Спят все восемь тысяч голов. Даже сторожевой козел Серке подгибает колени. Молодая овечка встала, почесалась ножкой и опять легла.

Придерживая рукой звонкие монеты, крадется жена, одетая девушкой, к кустам чиевника и шепчет:

— Это ты, мой медный кувшинчик?

— Это я, моя тонкогубая деревянная чашечка,—отвечает кувшинчик.—Это я —здоров ли язык?

— Язык здоров, на сердце боль.

— Болит твое сердечко, скушай яблочко с базара. Рассыпались черные змейки по желтому лицу. Желтый месяц. Желтое яблочко. Желтые щеки возлюбленного.

— Желтым, желтым, очень желтым видела я тебя во сне.

— И тебя я видел желтой, но твои волосы чернее чернил муллы.

— И твои, дорогой!

— Твои очи темней обожженного пня.

— И твои.

— Твои щеки алее крови зарезанного барана. Твои груди —как свежее масло. Твои брови —как сери новолунья.

— Клянись,—просит она,—обернись к луне, загни ноготь своего большого пальца.

Он повертывается к луне.

...А утром чубарый козленок пробрался в юрту гостей, лизнул их лица и разбудил. Степной царь уже отдал приказ к перекочевке.

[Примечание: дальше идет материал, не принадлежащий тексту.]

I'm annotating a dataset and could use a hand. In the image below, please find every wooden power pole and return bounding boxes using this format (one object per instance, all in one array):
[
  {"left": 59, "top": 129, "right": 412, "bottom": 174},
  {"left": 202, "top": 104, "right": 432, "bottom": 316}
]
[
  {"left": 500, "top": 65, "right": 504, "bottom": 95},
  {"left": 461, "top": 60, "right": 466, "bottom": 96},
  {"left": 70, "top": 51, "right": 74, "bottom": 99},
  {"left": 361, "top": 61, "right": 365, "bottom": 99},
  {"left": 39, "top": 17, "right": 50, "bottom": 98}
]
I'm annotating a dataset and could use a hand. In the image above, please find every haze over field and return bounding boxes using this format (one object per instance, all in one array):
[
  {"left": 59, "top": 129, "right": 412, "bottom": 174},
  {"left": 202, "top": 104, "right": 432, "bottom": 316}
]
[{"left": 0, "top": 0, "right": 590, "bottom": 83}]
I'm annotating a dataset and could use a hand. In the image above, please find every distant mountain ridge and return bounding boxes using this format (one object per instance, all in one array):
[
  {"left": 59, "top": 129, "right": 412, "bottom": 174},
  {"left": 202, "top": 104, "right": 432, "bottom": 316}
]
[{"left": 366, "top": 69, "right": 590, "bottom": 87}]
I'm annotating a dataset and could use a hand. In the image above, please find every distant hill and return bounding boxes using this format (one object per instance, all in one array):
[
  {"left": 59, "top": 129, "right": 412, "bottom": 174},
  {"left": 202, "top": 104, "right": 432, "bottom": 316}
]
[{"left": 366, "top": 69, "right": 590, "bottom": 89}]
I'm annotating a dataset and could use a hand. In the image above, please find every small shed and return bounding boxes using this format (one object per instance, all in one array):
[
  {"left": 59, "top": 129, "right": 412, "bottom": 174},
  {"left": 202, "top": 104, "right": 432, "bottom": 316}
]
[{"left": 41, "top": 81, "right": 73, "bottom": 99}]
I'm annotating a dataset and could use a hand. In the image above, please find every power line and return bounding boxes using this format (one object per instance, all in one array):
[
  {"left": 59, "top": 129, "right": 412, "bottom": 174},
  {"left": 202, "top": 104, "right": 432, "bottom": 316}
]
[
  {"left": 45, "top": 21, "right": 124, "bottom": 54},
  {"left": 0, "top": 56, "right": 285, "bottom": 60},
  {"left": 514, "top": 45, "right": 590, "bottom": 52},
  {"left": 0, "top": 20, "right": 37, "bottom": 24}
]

Верблюды лежали перед юртами. Женщины снимали войлоки, обвивая ими горбы. Мужчины выдергивали деревянные кривые палки и тоже привязывали к горбам. Так, одна за одною, как сон, исчезали белые юрты: самого стенного царя, его матери, его старшей жены и все другие. Когда разбирали юрту молодой жены, выскочил голый, совершенно ощипанный филин с огромной головой и поскакал в степь.